Re: Flexible indexing

Nicolas Lalevée Tue, 13 Mar 2007 01:04:39 -0800

Le Lundi 12 Mars 2007 21:34, Marvin Humphrey a écrit :
> On Mar 10, 2007, at 3:27 PM, Michael Busch wrote:
> > - Introduce index format. Nicolas has already written a lot of code
> > in this regard!
>
> I worry that going the interface route is going to be too
> restrictive.  When I looked at Nicholas's index format spec, I
> immediately wanted to add an Analyzer and a bunch of other stuff to
> it.  Other people are going to want to add their own stuff.
>
> My suggestion is that the top-level plan for the index be called
> Schema, and that it be an abstract class.  An email to the KS list
> explaining the rationale behind KinoSearch's current version of this
> is below my sig.  Here are the API docs:
>
>    http://www.rectangular.com/kinosearch/docs/devel/KinoSearch/
> Schema.html
>    http://www.rectangular.com/kinosearch/docs/devel/KinoSearch/Schema/
> FieldSpec.html
>
> It uses global field semantics, which Hoss won't be happy about.  ;)
> However, I'm grateful to Hoss for past critiques, as they've helped
> me to refine and improve how Schema works.  For instance, as of KS
> 0.20_02 you can introduce new field_name => FieldSpec associations to
> KS at any time during indexing.
>
> It may be that adapting Lucene to use something like what KS uses
> would be too radical a change.  However, I believe that one reason
> that flexible indexing has been in incubation so long is that the
> current mechanism for attaching semantics to field names does not
> scale as well as it might.
>
> For instance, the logical extension of the current FieldInfos system
> is to add booleans as described at <http://wiki.apache.org/lucene-
> java/FlexibleIndexing>.  However, conflict resolution during segment
> merging is going to present challenges.  What happens when in one
> segment 'content' has freq and in another segment it doesn't?  Things
> are so much easier if the posting format, once set, never changes.


Here you raise another issue.

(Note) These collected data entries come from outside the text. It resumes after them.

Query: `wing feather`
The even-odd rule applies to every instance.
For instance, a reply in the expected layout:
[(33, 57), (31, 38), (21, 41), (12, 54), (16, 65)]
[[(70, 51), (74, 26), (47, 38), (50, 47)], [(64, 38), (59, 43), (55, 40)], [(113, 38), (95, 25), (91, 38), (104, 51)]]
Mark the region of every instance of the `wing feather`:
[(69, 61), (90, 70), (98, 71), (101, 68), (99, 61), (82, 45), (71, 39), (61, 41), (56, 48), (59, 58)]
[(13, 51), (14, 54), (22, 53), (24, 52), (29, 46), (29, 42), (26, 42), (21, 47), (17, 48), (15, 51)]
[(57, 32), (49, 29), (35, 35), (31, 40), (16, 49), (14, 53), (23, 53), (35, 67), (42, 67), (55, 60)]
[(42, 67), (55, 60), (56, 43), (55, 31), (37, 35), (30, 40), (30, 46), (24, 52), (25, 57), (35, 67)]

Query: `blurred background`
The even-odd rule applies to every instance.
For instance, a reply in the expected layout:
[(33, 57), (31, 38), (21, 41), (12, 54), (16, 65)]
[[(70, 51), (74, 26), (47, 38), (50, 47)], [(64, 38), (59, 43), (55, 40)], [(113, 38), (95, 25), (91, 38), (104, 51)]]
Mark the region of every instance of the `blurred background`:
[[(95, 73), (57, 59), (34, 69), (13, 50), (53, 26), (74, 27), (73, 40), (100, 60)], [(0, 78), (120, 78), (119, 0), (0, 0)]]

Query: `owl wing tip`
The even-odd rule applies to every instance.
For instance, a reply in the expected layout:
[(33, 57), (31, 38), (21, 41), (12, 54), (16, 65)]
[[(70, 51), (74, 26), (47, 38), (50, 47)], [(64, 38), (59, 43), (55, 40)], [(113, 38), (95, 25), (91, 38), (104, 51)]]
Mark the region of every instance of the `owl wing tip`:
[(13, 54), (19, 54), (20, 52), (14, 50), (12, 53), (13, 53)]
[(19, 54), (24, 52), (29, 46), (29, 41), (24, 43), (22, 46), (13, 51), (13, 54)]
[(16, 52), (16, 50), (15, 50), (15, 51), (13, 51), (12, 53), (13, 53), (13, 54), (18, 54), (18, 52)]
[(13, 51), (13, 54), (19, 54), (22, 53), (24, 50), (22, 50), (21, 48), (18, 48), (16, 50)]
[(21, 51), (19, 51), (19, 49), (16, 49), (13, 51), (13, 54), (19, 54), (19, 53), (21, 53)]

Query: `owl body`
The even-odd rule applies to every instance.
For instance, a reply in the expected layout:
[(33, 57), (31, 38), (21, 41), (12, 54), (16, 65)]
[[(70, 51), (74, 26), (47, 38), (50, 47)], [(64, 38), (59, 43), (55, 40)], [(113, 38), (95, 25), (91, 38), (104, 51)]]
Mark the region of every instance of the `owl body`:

The "IndexFormat" of my submitted patch only 
talks about how data is stored : the field data and the terms/posting data. 
Here you are talking about how the term/posting are created before storing 
them in the index. I agree with you that the behaviour is not clearely 
defined when there are different kind of indexing options for the same field. 
This produce bugs like LUCENE-766. And I think I am still confused about it 
because rethinking about the attached path, the termvector data will be 
computed even if the user have put a TermVector.NO.

This issue needs to be discussed of course, but this is related to the 
implementation of a specific new format proposed here 
<http://wiki.apache.org/lucene-java/FlexibleIndexing> and the design of the 
Field constructor.

> > It will include different interfaces for the different extension
> > points (FieldsFormat, PostingFormat, DictionaryFormat).
>
> KS still uses TermDocs and its children, but I'm about to go in and
> replace them with PostingList.  What subclass of Posting the
> PostingList returns would be controlled by the FieldSpec.
>
> At present KS allows you to attach both a Similarity and an Analyzer
> to a field name via a FieldSpec subclass.  I haven't quite figured
> out how to attach a posting format.  Should it return an object, like
> FieldSpec's similarity() method does?  Should it actually implement a
> codec?  Not sure yet.  What do you think?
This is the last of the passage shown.